Upon discovery, Mindpath Health secured its email environment and hired experts to investigate suspicious activity within the environment.
“During the investigation, our third-party forensic firm discovered that two employee email accounts had experienced unauthorized access: one in March 2022 and the second in June 2022, the report stated. “On November 15, 2022, following a thorough investigation, it was discovered that a limited amount of protected health information may have been accessed by an unauthorized third party in connection with this incident.”
Additionally, the investigation suggests that impacted information included patient names, addresses, social security numbers, dates of birth, medical diagnosis and treatment information, health insurance information, and prescription information.
“At this time, Mindpath Health is not aware of any evidence to suggest that any information has been, or will be, misused,” the report stated. “However, Mindpath Health was unable to rule out the possibility that the information could have been accessed. Therefore, in an abundance of caution, Mindpath Health is notifying potentially impacted individuals of this incident.”
DCH Health System Discloses Data Security Event, Over 2K Impacted
DCH Health System informed 2,530 patients of a data security incident that occurred in early December.

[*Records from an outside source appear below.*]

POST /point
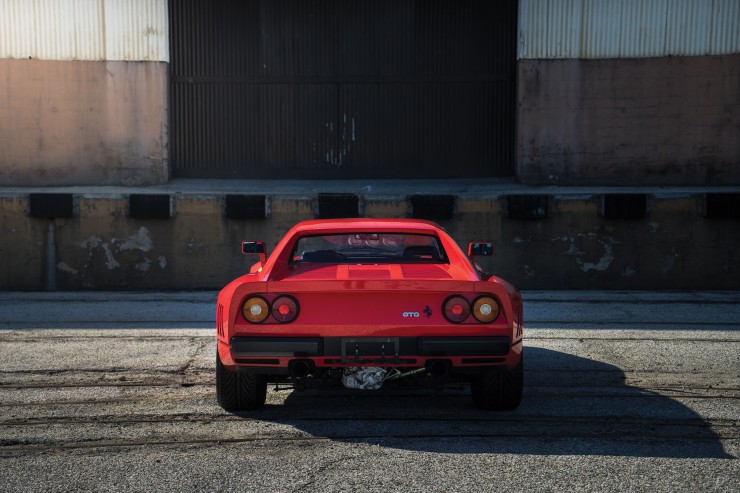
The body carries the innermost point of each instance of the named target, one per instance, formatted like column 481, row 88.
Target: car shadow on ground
column 572, row 406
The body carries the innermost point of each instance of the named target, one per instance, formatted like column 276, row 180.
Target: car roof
column 364, row 224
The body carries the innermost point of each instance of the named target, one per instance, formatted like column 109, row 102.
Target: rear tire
column 239, row 391
column 499, row 390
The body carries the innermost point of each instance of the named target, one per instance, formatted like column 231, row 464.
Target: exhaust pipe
column 300, row 368
column 439, row 368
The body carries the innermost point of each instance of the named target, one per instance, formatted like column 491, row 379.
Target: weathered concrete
column 573, row 247
column 652, row 121
column 77, row 123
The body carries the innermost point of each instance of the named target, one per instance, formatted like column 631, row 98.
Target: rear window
column 369, row 248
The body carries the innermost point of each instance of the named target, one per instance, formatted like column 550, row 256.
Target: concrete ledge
column 570, row 245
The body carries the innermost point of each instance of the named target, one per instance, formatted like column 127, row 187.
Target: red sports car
column 364, row 303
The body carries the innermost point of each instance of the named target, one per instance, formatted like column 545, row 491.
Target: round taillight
column 284, row 309
column 485, row 309
column 255, row 309
column 456, row 309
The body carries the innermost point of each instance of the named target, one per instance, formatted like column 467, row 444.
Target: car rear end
column 304, row 330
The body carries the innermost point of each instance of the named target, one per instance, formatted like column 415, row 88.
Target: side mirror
column 255, row 248
column 477, row 248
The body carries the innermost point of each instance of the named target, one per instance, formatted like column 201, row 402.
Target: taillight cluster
column 457, row 309
column 283, row 309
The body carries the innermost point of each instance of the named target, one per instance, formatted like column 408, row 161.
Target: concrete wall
column 78, row 122
column 640, row 121
column 573, row 246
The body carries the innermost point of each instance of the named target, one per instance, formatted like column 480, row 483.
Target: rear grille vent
column 220, row 320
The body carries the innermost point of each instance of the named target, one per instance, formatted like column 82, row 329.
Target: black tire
column 239, row 391
column 499, row 390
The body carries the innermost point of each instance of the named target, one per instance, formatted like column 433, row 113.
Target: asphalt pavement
column 624, row 391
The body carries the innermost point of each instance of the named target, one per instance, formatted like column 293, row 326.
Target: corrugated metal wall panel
column 342, row 89
column 627, row 28
column 84, row 29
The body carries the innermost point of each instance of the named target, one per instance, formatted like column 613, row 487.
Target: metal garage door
column 342, row 89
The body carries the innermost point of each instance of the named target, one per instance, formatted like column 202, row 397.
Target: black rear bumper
column 387, row 347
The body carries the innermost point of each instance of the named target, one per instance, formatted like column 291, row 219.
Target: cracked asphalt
column 624, row 391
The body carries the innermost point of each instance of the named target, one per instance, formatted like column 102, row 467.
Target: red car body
column 385, row 300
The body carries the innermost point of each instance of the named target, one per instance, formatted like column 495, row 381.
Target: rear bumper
column 278, row 353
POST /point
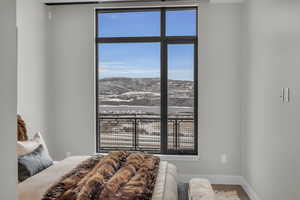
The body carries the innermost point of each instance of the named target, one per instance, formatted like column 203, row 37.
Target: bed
column 36, row 186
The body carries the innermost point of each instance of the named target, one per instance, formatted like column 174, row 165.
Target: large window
column 146, row 80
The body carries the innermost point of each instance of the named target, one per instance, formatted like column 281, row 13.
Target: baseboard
column 249, row 189
column 214, row 179
column 225, row 180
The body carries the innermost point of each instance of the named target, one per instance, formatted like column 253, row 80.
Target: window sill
column 173, row 157
column 178, row 157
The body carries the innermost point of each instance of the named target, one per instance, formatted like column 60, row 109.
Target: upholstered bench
column 200, row 189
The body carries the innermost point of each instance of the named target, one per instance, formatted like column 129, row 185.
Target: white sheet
column 36, row 186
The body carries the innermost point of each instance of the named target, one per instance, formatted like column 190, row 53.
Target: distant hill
column 144, row 92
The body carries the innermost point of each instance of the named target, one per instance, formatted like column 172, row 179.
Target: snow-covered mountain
column 144, row 92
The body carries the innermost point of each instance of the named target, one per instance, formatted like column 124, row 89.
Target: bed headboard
column 22, row 131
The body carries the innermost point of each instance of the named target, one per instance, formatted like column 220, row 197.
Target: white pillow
column 26, row 147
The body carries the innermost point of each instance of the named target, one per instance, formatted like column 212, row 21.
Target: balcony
column 142, row 133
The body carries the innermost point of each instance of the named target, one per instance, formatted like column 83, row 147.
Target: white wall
column 71, row 87
column 8, row 99
column 32, row 93
column 270, row 128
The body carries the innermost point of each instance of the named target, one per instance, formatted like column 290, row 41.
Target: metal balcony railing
column 142, row 133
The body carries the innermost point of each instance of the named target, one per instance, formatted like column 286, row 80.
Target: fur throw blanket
column 117, row 176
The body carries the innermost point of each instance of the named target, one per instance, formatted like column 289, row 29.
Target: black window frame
column 164, row 40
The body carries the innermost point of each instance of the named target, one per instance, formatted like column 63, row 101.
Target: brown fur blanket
column 117, row 176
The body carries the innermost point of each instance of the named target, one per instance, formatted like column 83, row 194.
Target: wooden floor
column 242, row 194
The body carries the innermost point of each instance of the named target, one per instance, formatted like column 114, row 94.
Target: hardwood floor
column 242, row 194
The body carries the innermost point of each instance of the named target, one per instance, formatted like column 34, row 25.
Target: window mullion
column 164, row 85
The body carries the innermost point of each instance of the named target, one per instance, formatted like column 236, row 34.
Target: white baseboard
column 249, row 189
column 225, row 180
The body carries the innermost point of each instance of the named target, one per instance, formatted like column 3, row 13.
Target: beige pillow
column 26, row 147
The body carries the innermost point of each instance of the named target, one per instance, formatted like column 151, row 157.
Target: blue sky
column 142, row 60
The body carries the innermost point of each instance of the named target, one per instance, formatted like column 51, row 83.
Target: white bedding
column 36, row 186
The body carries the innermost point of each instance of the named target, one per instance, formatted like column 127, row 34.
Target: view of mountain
column 144, row 92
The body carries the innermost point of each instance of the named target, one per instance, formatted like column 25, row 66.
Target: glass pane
column 129, row 24
column 181, row 96
column 129, row 95
column 181, row 23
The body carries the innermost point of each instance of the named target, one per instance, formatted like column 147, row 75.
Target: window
column 146, row 80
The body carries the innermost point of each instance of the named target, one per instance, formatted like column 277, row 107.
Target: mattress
column 36, row 186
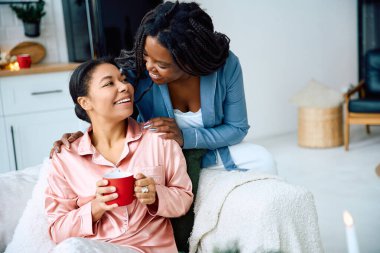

The healthcare system discovered the security incident on December 9, 2022, and later determined that an employee inappropriately patient EHR records between September 2021 and December 9, 2022.
DCH Health System immediately suspended the employee, and they were shortly terminated. Later, the healthcare system engaged a data breach recovery expert learning that the information viewed by the employee included names, addresses, date of birth, social security numbers, date of encounter, diagnoses, vital signs, medications, test results, and provider notes.
“All affected patients have been notified by mail about this incident,” the press release stated. “DCH Health System has no reason to believe that the information was or will be further used or disclosed; however, out of an abundance of caution, free identity theft protection services, including credit monitoring, were offered to all patients whose insurance group and subscriber/policy numbers may have been involved.”
“DCH continues to provide ongoing mandatory HIPAA/privacy training to its workforce members regarding appropriate access, use, and disclosure of protected health information,” the organization confirmed. “DCH will also use this incident to improve our privacy monitoring tools and processes.”